Question

The Florida Tourist Commission selected a random sample of 200 people that attended one or more concerts during the first weekend in April of 2010. The survey revealed that 120 concert goers went to Orlampa Skydome and 100 went to the Bithlo Megaplax.
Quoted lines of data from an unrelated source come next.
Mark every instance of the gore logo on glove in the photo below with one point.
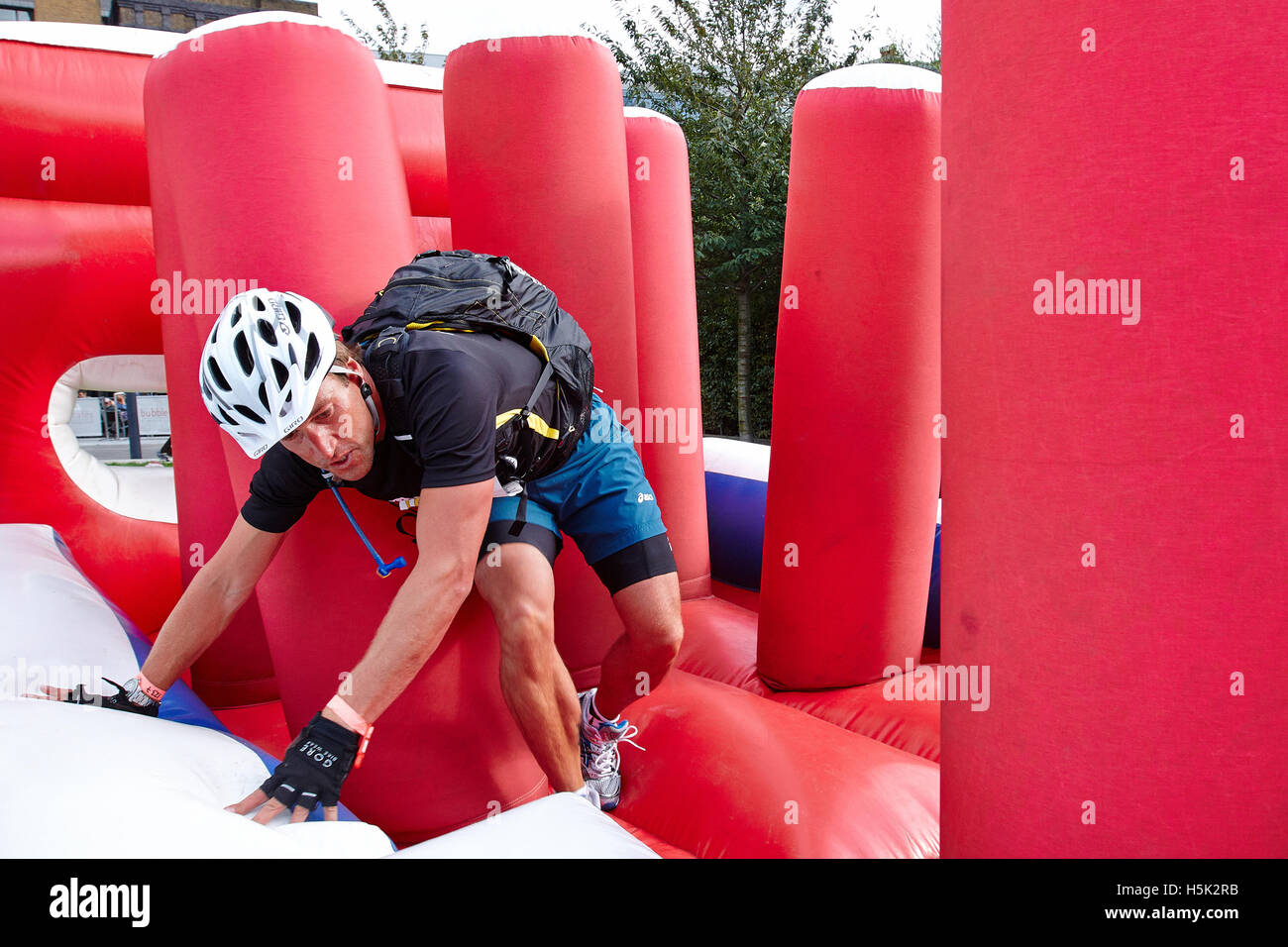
(320, 754)
(314, 766)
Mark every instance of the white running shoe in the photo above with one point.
(600, 764)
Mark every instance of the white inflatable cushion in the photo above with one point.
(558, 826)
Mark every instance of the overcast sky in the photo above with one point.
(455, 22)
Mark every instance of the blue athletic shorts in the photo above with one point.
(601, 499)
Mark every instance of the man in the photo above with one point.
(275, 377)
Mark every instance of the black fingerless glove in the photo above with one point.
(133, 701)
(314, 766)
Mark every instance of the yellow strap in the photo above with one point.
(536, 423)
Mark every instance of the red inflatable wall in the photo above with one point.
(561, 206)
(76, 283)
(419, 125)
(854, 471)
(666, 330)
(71, 121)
(290, 222)
(1115, 510)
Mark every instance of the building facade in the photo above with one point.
(174, 16)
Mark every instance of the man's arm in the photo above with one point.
(450, 526)
(210, 600)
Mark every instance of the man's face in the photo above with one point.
(339, 434)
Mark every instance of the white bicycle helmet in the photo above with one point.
(263, 365)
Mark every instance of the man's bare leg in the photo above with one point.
(638, 661)
(536, 685)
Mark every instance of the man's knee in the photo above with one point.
(527, 631)
(660, 638)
Calculate the probability that a selected concert goer during the same weekend next year will go to either the Orlampa Skydome OR the Bithlo Megaplax?

Answer 1

Answer:

0.8 or 80%

Step-by-step explanation:

Let A and B be the events

A: “The concert goer went to Orlampa Skydome”

B: “The concert goer went to the Bithlo Megaplax”

Then the probability P(A) that a concert goer went to Orlampa Skydome is

P(A) = 120/200 = 0.6

Similarly,

P(B) = 100/200 = 0.5

We are looking for P(A∪B), the probability that a concert goer went to Orlampa Skydome OR the Bithlo Megaplax.

We know that

P(A∪B) = P(A) + P(B) - P(A∩B)

but P(A∩B) is the likelihood that a concert goer went to Orlampa Skydome AND the Bithlo Megaplax.

Since the events are independent,  

P(A∩B) = P(A)P(B) = 0.6*0.5 = 0.3

and

P(A∪B) = 0.6 +0.5 - 0.3 = 0.8 or 80%